Um achado adicional espetacular foi encontrado após a reavaliação da expressão gênica de espermatozoides em seis indivíduos, um ano após serem submetidos à cirurgia bariátrica. Houve reversão nos perfis epigenéticos e consequentes expressões gênicas alinhadas àquelas de indivíduos magros.

 

Epigenética

Evidentemente é muito precoce para afirmarmos, mas, assim como as mamães se esmeram em boas condutas no entorno do processo gestacional, talvez os papais também possam dar mais chances aos seus descendentes fazendo o mesmo. Apenas uma divagação entre tantas possíveis.

Essa é apenas uma amostragem de como a epigenética regula os genes sem envolver mudanças na sequência do DNA, podendo ser transmitida às gerações futuras e bem mais que isso, ao menos algumas vezes, passíveis de reversão.

É claro que isso nos coloca em um universo lúdico e especulativo até que a ciência nos assegure caminhos.
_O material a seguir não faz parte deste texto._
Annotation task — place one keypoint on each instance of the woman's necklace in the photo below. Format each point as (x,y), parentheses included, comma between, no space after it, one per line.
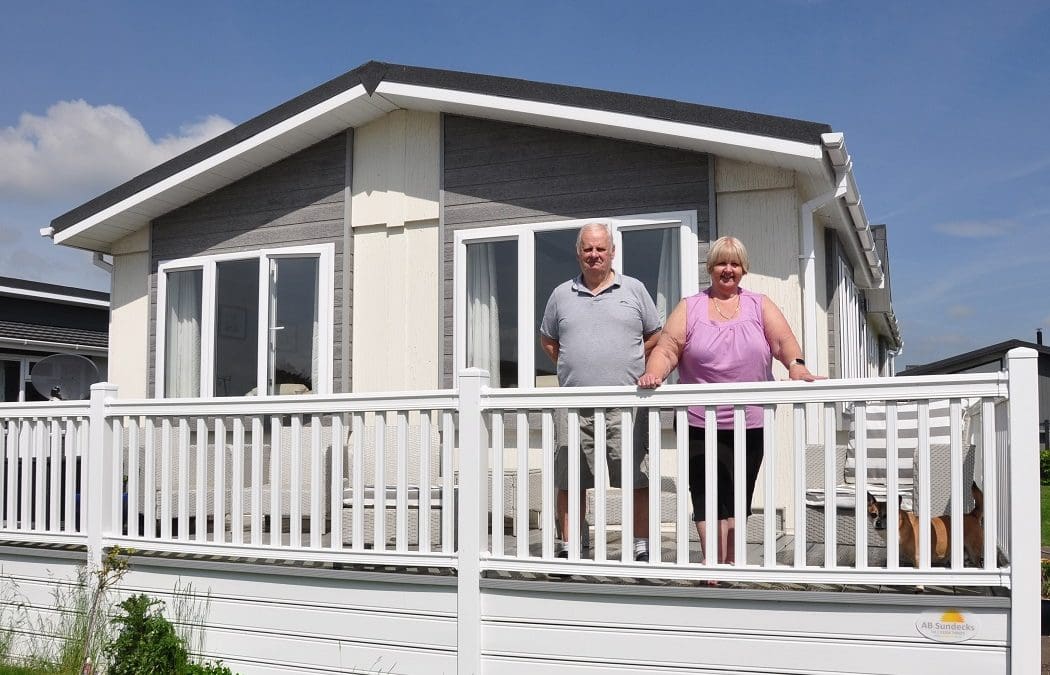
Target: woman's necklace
(736,310)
Terá muito importância quando formos capazes de saber como impedir as imposições ambientais no epigenoma, ou mesmo se queremos impedi-las.

Mais que isso, o quanto protegemos (ou não) nossa descendência sendo menos conscienciosos e mais resolutos em nossas convicções perante um universo midiático cada vez mais heterogêneo, mas não menos impositivo. Imagino que a epigenética fará com que nos repensemos e quem sabe nos refaçamos; Deus permita, para melhor.